Rosalinda Hidalgo, anthropologue mexicaine et responsable des actions urgentes depuis juin 2019, allie recherche et militantisme auprès des communautés autochtones et paysannes, ainsi que des mouvements sociaux en Amérique latine, tout en s’impliquant au sein de collectifs de femmes migrantes à Montréal. Annabelle-Lydia Bricault-Boucher, responsable de l’éducation à la citoyenneté mondiale et membre de l’équipe depuis février 2022, met à profit son expérience en relations internationales, droit international, éducation populaire et communication pour accompagner des projets de sensibilisation aux droits humains et à l’extractivisme minier. Roselyne Gagnon, coordonnatrice de la revue Caminando et webmestre depuis juin 2015, a une formation en études latino-américaines et science politique; elle gère les publications, l’infographie et les contenus numériques. Fernanda Sigüenza Vidal, responsable des communications et membre de l’équipe depuis l’automne 2021, développe du matériel éducatif audiovisuel et mène des recherches doctorales en sociologie sur le développement critique, les droits autochtones et la théorie des émotions. Enfin, Marie-Ève Marleau, agente administrative, travaille au CDHAL depuis l’été 2012 et apporte à l’équipe son expérience en éducation relative à l’environnement, recherche participative et mouvements sociaux, ainsi qu’un engagement profond pour la justice sociale et écologique et les droits humains.

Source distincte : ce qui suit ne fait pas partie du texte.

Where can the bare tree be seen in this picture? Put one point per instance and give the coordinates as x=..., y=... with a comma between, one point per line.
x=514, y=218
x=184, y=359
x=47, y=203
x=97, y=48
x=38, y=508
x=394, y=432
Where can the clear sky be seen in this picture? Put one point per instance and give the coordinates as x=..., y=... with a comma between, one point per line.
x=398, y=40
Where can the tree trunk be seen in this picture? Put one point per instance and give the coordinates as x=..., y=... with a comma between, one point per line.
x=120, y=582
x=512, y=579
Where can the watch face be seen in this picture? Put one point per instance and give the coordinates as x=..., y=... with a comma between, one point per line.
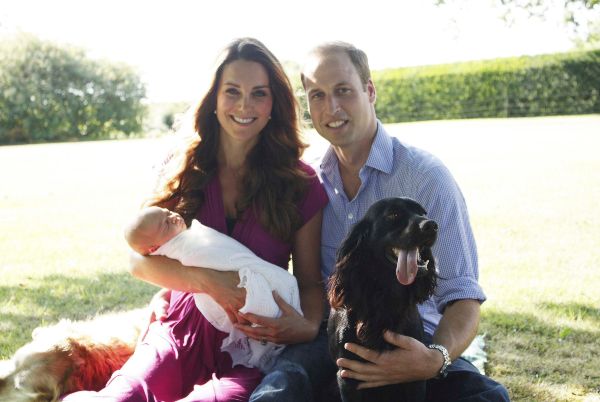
x=442, y=373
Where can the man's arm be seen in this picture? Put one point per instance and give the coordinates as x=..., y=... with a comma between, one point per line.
x=411, y=360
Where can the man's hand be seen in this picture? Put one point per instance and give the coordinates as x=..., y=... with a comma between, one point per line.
x=410, y=361
x=289, y=328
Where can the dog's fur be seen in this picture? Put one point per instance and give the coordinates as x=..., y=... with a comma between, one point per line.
x=70, y=356
x=366, y=296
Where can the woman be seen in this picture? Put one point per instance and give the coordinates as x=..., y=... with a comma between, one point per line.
x=241, y=176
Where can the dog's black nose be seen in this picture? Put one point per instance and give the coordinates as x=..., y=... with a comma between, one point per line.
x=428, y=226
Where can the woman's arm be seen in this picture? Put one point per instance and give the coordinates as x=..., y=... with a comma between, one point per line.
x=171, y=274
x=291, y=327
x=306, y=256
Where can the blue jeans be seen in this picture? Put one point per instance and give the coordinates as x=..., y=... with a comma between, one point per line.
x=464, y=383
x=299, y=372
x=303, y=369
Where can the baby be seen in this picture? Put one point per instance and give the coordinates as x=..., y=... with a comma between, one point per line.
x=159, y=231
x=152, y=228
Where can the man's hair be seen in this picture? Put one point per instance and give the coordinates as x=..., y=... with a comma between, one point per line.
x=358, y=58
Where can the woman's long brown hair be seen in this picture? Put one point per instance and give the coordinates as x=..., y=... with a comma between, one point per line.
x=273, y=183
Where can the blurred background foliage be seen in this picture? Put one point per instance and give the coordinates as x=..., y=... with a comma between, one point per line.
x=51, y=92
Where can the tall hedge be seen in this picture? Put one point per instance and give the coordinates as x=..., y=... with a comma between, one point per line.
x=51, y=92
x=559, y=84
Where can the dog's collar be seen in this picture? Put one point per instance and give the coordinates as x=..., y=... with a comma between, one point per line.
x=443, y=370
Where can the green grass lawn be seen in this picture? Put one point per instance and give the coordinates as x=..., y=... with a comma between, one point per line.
x=532, y=186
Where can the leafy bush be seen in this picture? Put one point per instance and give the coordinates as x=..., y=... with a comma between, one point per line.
x=55, y=93
x=560, y=84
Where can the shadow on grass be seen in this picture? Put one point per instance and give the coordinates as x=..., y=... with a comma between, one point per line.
x=47, y=299
x=573, y=311
x=528, y=352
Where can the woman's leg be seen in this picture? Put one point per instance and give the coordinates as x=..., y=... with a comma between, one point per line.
x=235, y=385
x=149, y=375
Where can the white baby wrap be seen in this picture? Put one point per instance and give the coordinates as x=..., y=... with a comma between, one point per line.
x=205, y=247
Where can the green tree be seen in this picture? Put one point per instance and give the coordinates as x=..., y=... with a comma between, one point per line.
x=55, y=93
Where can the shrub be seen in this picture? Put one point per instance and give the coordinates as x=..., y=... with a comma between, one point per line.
x=559, y=84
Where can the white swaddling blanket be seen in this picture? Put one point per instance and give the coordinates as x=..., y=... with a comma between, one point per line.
x=205, y=247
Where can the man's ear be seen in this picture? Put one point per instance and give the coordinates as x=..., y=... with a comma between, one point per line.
x=371, y=92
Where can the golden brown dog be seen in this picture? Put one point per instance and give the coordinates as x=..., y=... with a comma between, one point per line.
x=70, y=356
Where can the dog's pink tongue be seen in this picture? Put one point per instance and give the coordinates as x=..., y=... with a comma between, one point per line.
x=406, y=267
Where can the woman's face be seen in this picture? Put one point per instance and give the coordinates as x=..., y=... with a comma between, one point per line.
x=244, y=101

Il y a cinquante ans, une graine a été semée.
Une graine fragile, portée par l’indignation face aux injustices et par la conviction qu’une solidarité internationale était possible. Cette graine s’appelait le CDHAL.

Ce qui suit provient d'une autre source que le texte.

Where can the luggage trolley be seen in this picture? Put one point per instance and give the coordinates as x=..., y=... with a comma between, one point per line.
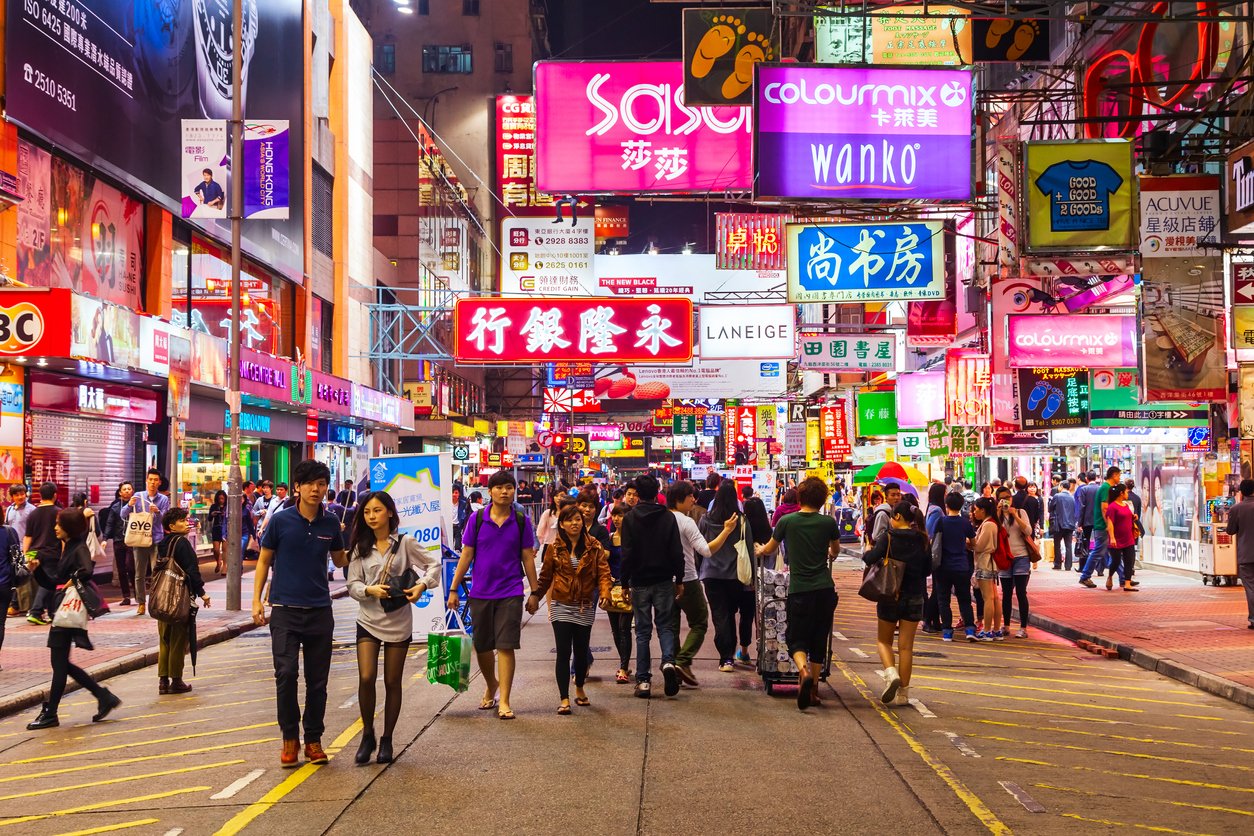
x=770, y=604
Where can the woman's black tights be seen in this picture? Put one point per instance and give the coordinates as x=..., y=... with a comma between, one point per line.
x=394, y=674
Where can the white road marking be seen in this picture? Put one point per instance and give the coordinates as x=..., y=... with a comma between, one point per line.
x=232, y=790
x=923, y=710
x=961, y=745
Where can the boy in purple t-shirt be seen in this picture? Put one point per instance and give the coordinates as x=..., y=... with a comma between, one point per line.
x=500, y=543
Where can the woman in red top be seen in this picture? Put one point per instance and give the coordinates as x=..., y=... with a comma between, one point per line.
x=1121, y=524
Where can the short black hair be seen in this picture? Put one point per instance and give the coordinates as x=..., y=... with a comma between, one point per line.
x=310, y=471
x=677, y=493
x=502, y=478
x=646, y=488
x=172, y=515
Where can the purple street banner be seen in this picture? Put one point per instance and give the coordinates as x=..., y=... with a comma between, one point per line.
x=863, y=133
x=266, y=169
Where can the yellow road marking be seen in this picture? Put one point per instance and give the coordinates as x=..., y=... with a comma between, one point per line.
x=1035, y=700
x=100, y=805
x=108, y=829
x=122, y=780
x=1059, y=691
x=974, y=805
x=1158, y=801
x=1124, y=824
x=1116, y=752
x=137, y=760
x=1114, y=737
x=1129, y=775
x=127, y=746
x=300, y=776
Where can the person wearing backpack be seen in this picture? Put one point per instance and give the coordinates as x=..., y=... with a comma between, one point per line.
x=500, y=544
x=172, y=637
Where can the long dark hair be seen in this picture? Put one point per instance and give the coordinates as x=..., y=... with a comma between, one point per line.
x=363, y=540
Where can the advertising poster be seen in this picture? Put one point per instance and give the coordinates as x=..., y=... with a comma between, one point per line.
x=1052, y=397
x=865, y=262
x=206, y=168
x=420, y=486
x=112, y=80
x=1080, y=194
x=75, y=231
x=1184, y=336
x=720, y=49
x=820, y=137
x=625, y=127
x=1179, y=214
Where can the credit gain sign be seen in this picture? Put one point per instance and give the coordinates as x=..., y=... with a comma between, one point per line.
x=863, y=132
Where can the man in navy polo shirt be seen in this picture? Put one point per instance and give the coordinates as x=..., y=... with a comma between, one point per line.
x=297, y=543
x=500, y=543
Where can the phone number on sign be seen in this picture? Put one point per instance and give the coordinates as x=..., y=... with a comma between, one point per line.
x=57, y=92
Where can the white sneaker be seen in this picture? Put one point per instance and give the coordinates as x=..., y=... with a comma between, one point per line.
x=894, y=681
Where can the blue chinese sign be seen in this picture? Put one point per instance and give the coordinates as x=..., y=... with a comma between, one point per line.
x=865, y=262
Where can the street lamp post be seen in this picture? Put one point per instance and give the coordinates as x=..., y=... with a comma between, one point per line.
x=235, y=486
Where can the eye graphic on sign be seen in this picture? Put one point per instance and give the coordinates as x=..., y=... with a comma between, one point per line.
x=21, y=326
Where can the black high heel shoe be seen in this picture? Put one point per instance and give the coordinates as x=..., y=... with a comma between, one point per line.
x=384, y=751
x=366, y=748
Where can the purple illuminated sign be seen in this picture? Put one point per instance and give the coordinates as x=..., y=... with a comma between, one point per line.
x=863, y=133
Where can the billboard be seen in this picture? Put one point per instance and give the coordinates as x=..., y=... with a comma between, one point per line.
x=625, y=127
x=864, y=133
x=636, y=330
x=865, y=262
x=139, y=69
x=1087, y=341
x=1079, y=194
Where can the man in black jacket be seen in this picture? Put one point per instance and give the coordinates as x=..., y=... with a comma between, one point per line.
x=652, y=569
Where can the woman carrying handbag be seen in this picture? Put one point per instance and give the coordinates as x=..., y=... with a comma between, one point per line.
x=577, y=569
x=388, y=572
x=902, y=542
x=173, y=636
x=75, y=563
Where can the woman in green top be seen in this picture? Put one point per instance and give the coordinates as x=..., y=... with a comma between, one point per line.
x=813, y=539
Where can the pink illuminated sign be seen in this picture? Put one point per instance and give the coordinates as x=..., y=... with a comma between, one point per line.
x=623, y=127
x=1085, y=341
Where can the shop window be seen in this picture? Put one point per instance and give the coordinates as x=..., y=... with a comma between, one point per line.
x=448, y=59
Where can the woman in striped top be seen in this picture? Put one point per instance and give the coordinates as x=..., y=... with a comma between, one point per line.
x=577, y=570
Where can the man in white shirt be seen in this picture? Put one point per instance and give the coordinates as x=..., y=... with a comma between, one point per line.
x=680, y=498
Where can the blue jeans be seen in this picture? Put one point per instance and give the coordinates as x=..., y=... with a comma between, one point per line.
x=655, y=603
x=1099, y=555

Comme le rappelle Rosalinda, la naissance du CDHAL s’inscrivait dans « une manière de répondre aux injustices en tant que société organisée ». Dans un Québec marqué par les luttes sociales et des élans de solidarité ancrés dans l’internationalisme, des citoyennes et citoyens ont décidé de se mobiliser pour soutenir les luttes en Amérique latine. D’autres organisations de solidarité ont également vu le jour à la même époque, notamment Développement et paix, le Comité de solidarité Trois-Rivières et le Centre international de solidarité ouvrière (CISO), témoignant d’un moment historique où la société civile québécoise cherchait à agir face aux crises politiques et aux violations des droits humains dans la région. Le CDHAL fut l’un des pionniers de ces formes d’organisation et d’action portées par une perspective internationaliste.

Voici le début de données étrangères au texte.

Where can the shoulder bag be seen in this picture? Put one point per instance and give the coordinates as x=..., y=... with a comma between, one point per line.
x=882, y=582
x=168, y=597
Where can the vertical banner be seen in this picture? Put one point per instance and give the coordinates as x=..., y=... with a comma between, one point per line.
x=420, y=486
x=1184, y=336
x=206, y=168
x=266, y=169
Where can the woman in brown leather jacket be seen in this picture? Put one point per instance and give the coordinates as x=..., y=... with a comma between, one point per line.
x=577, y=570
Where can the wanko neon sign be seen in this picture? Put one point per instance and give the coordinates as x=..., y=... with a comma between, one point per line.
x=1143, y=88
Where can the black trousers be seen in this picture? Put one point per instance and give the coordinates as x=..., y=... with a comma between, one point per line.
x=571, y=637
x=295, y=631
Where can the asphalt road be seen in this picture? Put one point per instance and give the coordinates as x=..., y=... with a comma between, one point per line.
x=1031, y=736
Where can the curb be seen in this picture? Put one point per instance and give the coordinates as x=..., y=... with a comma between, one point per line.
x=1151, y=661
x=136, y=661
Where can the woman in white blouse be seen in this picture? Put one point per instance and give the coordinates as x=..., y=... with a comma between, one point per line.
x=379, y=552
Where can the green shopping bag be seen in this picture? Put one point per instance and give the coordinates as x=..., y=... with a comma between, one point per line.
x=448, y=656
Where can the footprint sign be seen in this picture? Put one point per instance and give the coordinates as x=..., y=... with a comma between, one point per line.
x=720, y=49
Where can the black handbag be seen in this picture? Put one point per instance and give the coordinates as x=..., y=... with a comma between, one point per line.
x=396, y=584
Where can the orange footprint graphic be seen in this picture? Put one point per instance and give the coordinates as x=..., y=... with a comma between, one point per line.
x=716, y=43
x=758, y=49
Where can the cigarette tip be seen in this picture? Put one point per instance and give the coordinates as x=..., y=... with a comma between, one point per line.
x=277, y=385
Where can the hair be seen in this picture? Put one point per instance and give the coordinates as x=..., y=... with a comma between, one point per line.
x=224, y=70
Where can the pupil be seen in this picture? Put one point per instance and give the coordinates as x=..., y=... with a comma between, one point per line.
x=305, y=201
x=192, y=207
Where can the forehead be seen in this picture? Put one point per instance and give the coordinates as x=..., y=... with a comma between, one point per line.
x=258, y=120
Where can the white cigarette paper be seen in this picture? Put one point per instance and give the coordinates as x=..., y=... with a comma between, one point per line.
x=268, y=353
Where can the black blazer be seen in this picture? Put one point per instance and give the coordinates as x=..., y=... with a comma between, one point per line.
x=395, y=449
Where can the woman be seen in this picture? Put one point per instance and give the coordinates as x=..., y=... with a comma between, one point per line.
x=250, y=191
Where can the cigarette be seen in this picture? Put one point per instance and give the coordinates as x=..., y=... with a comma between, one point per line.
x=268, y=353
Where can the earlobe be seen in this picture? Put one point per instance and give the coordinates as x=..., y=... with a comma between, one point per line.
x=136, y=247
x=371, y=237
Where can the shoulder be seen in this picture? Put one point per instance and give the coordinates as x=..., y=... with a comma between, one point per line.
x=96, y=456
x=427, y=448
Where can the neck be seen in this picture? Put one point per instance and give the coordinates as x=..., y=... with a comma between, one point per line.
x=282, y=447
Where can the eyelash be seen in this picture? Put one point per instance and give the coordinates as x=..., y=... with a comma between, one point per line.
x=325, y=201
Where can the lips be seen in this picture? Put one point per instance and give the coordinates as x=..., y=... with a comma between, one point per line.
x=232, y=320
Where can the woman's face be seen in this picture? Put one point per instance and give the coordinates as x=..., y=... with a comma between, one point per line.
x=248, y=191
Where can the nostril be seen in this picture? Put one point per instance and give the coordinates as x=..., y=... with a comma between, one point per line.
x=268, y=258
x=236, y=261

Au fil des décennies, la graine a germé.
Roselyne nous rappelle qu’aux débuts, « le CDHAL ne disposait de presque aucun moyen ». Avant l’ère d’Internet et des réseaux sociaux, les informations circulaient grâce aux réseaux humains et aux déplacements des personnes elles-mêmes : des personnes exilées et militantes, des communautés religieuses, des volontaires revenant d’Amérique latine. C’étaient ces personnes qui rapportaient les nouvelles, les fragments d’histoires, les preuves de résistance. À partir de ces récits, les réseaux de solidarité se tissaient. Aujourd’hui, alors que l’information circule presque instantanément, ces témoignages nous rappellent que la solidarité s’est d’abord construite dans la patience, la confiance et la persévérance.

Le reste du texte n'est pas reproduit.